L’actualité conjoncturelle est maigre, comme toujours en cette période de festivités. Le niveau des demandes d’indemnités de chômage, proche de 800.000 par semaine, traduit toujours un marché du travail affaibli. L’adoption d’un nouveau plan de relance budgétaire chiffré à 900 milliards de dollars, issu d’un compromis bipartisan tardivement ratifié par Donald Trump, apportera un soutien à la croissance par le biais de nouveaux paiements directs accordés aux ménages, d’une prolongation du droit aux indemnités de chômage et de diverses autres mesures. La principale raison de l’optimisme réside toutefois dans l’espoir que les campagnes de vaccination permettront de surmonter en 2021 la crise sanitaire qui continue à sévir en Europe et aux USA, sans épargner le Japon, la Corée du Sud et de nombreux pays émergents.

En Europe, les emprunts souverains présentent des rendements stables, toujours déprimés, alors que la crise sanitaire incite les gouvernements à maintenir de nombreuses contraintes. Le rendement du «Bund» allemand à dix ans s’établit juste au-dessus de -0,6%. La confiance à l’égard de la dette italienne est assez élevée, comme en témoigne un «spread» vis-à-vis des emprunts germaniques qui se maintient en-dessous de 1,1% (écart à 10 ans).

Plusieurs enquêtes font état d’une amélioration sensible du climat des affaires. A 55,2 en décembre, le Markit PMI consacré au secteur manufacturier est au plus haut depuis mai 2018. La situation est toutefois moins réjouissante du côté des services, davantage affectés par les contraintes sanitaires. Le redressement de la confiance des consommateurs mis en lumière par l’indicateur préliminaire de la Commission Européenne (-13,9 en décembre après -16,8 en novembre) constitue un symptôme réjouissant qui pourrait toutefois être remis en question par les développements sanitaires récents qui sont loin d’être enthousiasmants.

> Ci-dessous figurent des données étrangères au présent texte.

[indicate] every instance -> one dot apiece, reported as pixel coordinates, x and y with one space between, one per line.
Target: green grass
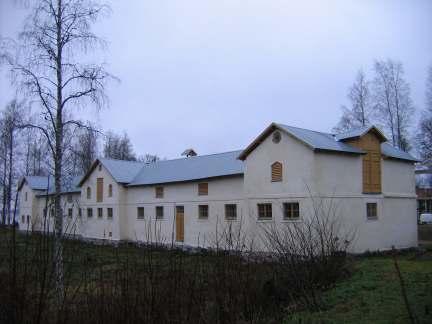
373 293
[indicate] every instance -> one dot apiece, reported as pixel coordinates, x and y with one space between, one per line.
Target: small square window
291 210
203 211
159 192
230 211
159 212
371 210
264 211
140 212
203 189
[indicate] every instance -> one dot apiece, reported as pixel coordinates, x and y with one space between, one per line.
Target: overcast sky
212 74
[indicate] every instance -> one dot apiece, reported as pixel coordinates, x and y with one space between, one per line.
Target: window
276 172
203 211
159 192
140 213
264 211
99 190
203 189
159 212
230 211
371 210
291 210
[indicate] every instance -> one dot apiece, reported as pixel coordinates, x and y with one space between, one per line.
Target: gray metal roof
319 140
390 151
122 171
191 168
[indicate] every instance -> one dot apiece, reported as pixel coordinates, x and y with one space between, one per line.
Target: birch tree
393 101
47 64
358 114
424 133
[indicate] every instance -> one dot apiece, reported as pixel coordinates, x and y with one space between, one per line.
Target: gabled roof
122 171
191 168
317 141
358 132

Les négociations commerciales entre l’UE et le Royaume-Uni ont enfin abouti. Les échanges commerciaux ont toutefois été temporairement entravés par l’émergence d’un «variant» du coronavirus qui soulève de nouvelles craintes que les investisseurs ont choisi d’ignorer en attendant de mieux cerner l’impact des campagnes de vaccinations qui peinent à décoller dans la plupart des pays occidentaux. Malgré le flot de critiques qui s’abat sur les autorités, les économistes et les investisseurs n’ont jamais escompté une résolution de la crise sanitaire avant le printemps prochain. Dans cette logique, l’euphorie qui caractérise actuellement les marchés financiers pourrait se prolonger. L’emballement spéculatif observé sur certains segments tels que les crypto-monnaies ou certaines valeurs technologiques plaident néanmoins pour des prises de profits et un recentrage vers des valeurs défensives. Sur le marché du crédit, les primes de risques ont poursuivi leur déclin pour atteindre des niveaux encore «décents» (1% en moyenne dans l’univers IG, 4% sur le segment HY), mais à peine suffisants pour se prémunir contre des mauvaises surprises.